When we looked at what our health-care cost drivers were, we saw that hip and knee replacement surgeries were increasing over time pretty dramatically. Knowing what we know about our population -- it's growing older and nearly all hip and knee replacements are done on people over forty -- utilization was going to go up. That led us to think about ways to do something on hip and knee replacement surgery. When we delved into it, we found that prices varied widely across the region and within regions. It's also important to think about quality. There's not a lot of variation in quality for these procedures and quality had no link to cost.

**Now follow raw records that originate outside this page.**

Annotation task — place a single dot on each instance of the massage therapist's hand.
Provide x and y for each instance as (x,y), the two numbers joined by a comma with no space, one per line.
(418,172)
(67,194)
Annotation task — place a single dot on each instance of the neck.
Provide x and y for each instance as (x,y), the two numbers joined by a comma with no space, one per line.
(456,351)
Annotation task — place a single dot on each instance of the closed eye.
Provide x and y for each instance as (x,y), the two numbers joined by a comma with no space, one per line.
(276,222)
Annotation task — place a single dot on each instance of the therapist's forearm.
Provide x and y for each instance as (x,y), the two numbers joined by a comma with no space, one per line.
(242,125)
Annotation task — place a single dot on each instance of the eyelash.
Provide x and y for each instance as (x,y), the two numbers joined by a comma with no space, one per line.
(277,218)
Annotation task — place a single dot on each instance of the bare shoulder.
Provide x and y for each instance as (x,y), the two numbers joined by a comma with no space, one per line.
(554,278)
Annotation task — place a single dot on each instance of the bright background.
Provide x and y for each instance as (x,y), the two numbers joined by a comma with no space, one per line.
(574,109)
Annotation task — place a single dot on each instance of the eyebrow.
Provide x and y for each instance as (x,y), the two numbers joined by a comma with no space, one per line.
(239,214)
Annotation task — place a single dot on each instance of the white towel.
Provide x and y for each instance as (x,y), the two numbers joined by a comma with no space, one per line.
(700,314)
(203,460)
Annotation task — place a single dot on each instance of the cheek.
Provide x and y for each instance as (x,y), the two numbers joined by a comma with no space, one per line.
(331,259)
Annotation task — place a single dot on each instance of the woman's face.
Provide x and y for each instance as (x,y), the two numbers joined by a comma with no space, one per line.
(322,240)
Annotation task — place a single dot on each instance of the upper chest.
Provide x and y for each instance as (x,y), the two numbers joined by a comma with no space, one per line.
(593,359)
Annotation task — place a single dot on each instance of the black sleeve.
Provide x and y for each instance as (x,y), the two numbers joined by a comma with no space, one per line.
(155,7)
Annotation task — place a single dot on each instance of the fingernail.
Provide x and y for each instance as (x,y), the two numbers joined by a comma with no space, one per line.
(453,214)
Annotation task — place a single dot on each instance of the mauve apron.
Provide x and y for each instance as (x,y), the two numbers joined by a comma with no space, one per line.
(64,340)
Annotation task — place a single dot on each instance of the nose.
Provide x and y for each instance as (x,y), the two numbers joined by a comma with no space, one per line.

Reference pricing for hip and knee replacement surgery has been in place for two years s for about a quarter of your membership (those enrolled in an Anthem PPO). What kind of savings have you had?

Currently it's $5.5 million over the first two years.

Given that CalPERS overall health costs are $7.5 billion a year, that doesn't sound like much.

It doesn't, but every single penny saved goes back to lowering premiums for our members. It's also a test of the reference pricing strategy. If people start doing reference pricing for a whole bunch of different things, savings are going to accumulate over time.



Another aspect of it was to disrupt the marketplace and increase transparency. In 2008, Anthem enrollees were pretty much split evenly in using hospitals that became referenced-based pricing (RBP) facilities and those that did not [53.2 percent RBP versus 46.8 percent non-RBP]. By 2011, the second year of the pilot program, those percentages had shifted to 64 percent using RBP hospitals versus 36 percent using non-RBP. So reference pricing induced enrollees to choose RBP providers and that changed the market. Non-RBP hospitals started lowering their prices. In 2010, the year before reference pricing went into effect, non-RBP hospitals were charging $43,308 for Anthem enrollees; in 2012, they were charging $27,149. For non-CalPERS Anthem enrollees, the price dropped from $39,923 in 2010 to $36,127 in 2012. The prices at RBP hospitals stayed about the same.

Have there been significant costs in setting up the program? As I understand it, you offer members free travel costs if there is not a reference-priced facility in their area? Has that been expensive?

There have not been a lot of travel costs associated with the program. That's because we have for almost all procedures a facility within a region. There are only one or two regions in the state that don't have such facilities and they are not very populated. The cost of that is minimal.

Have there been hurdles in setting up the program?

The biggest hurdle is making sure members are educated about the program. We're still trying to improve that.

We paid to have an evaluation done on our cost-benefit and also to make sure that there's the same quality across the board. That study hasn't come out yet but Anthem has done a clinical quality study that shows outcomes are the same in RFB facilities as in non-RFB facilities. We wanted to show that to address concerns of members. The finding makes sense since, with hip and knee replacement, quality is usually correlated with volume. We have a volume gate, and many of our facilities are well-known, recognized names.

Any lessons learned to share with our readers?

The setting of the reference price is a little bit of an art. It was important for us to have the least member friction as possible, to insure we had facilities regionally so people didn't have a travel problem. Some other [companies with] RFP programs have people go to facilities far away. We didn't want that.

Is what you've done with reference pricing replicable by other government agencies?

There are other states thinking about a similar type program. I've been contacted by agencies that implement health programs and by pension programs.

Elizabeth Daigneau is GOVERNING's managing editor.